In re Estate of Carpenter, 253 So.2d 697 (Fla. 1971). All factors do not have to be proven to establish active procurement. In re Estate of Carpenter, 253 So.2d 697 (Fla. 1971); RBC Ministries v. Tompkins, 974 So.2d 569 (Fla. 2d DCA 2008); Newman v. Brecher, 887 So.2d 384 (Fla. 4th DCA 2004); Sun Bank/Miami, N.A. v. Hogarth, 536 So.2d 263 (Fla. 3d DCA 1988). Courts have held that the presence of at least four factors will be enough to infer active procurement. In re Estate of Carpenter, 253 So.2d 697 (Fla. 1971). The Carpenter court elaborated on the factors, saying that they were neither mandatory nor exclusive. “We do not determine that contestants should be required to prove all the listed criteria to show active procurement . . . [as] it would be the rare case in which all the criteria will be present . . . [w]e have troubled to set them out primarily in the hope they will aid trial judges in looking for those warning signals point to active procurement of a will by a beneficiary.” In Re Estate of Carpenter, 253 So.2d 697 (Fla. 1971).
A beneficiary isolating a decedent and disparaging relatives can be “essential steps in asserting undue influence.” In re Ates’ Estate, 60 So. 2d 275 (Fla. 1952). Additionally, inequality of mental acuity between a decedent and a beneficiary is an element that may be taken into consideration in determining active procurement. Hack v. Estate of Helling, 811 So. 2d 822, 826 (Fla. 5th DCA 2002) (“In addition, although not part of the Carpenter criteria, the inequality of mental capacity and strength between the testatrix and the party with the confidential relationship is a factor in determining active procurement.”); Estate of Brock, 692 So.2d 907 (Fla. 1st DCA 1996), rev. denied, 694 So.2d 737 (Fla.1997); Peacock v. Du Bois, 105 So. 2d at 322-23 (Fla. 1925); Cripe v. Atlantic First National Bank of Daytona Beach, 422 So. 2d 820 (Fla. 1988). Undue influence analyses must be factually specific to the decedent and the influencer, and not based on a reasonable or ordinary person standard. In re Estate of Reid, 138 So. 2d 342 (Fla. 3d DCA 1962).

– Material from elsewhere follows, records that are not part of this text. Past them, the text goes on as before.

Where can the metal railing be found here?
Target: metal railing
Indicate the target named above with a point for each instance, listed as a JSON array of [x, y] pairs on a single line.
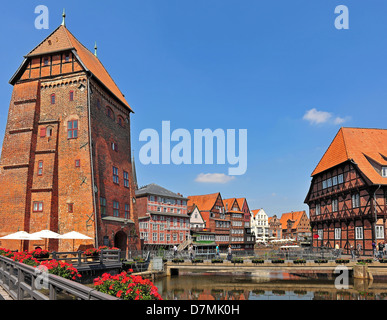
[[78, 258], [24, 282]]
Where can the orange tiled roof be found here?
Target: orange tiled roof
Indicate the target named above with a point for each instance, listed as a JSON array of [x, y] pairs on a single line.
[[62, 39], [360, 145], [255, 212], [203, 202], [229, 203], [296, 216]]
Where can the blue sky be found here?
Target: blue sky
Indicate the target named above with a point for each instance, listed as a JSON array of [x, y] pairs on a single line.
[[271, 67]]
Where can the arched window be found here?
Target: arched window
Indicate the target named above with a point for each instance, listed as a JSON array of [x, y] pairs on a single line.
[[121, 121], [109, 112]]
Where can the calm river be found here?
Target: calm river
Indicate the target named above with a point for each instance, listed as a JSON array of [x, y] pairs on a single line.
[[271, 286]]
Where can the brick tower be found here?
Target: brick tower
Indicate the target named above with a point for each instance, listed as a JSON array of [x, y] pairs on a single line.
[[66, 156]]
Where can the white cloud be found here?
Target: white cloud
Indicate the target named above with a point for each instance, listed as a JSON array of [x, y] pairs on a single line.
[[213, 178], [315, 116]]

What are the requirements for a Trust Contest for Fraud in Florida?
In Florida, fraud is a statutory method of invalidating n estate plan. Where undue influence relies on a person inducing a settlor into signing a trust, fraud occurs through deceit or tricking the settlor into signing a trust. For example, if a sibling gives a settlor with poor vision an amended trust and lies about the terms, the trust could be set aside for fraud. The sibling did not unduly influence the settlor, but deceived them into signing something different than what they believed.
This is different from undue influence, which relies on undue pressure or persuading the settlor to make a decision to change or alter the trust.
What is a Trust Contest for Duress in Florida?
Duress is perhaps the rarest forms of contesting n estate plan in Florida. Although it is technically possible and available under the statute, it is rarely used as a method for undoing a trust. Duress results from a change in the trust from a threat or blackmail. For example, if a sibling threatens to withhold groceries or medication from the settlor until they sign the trust amendment.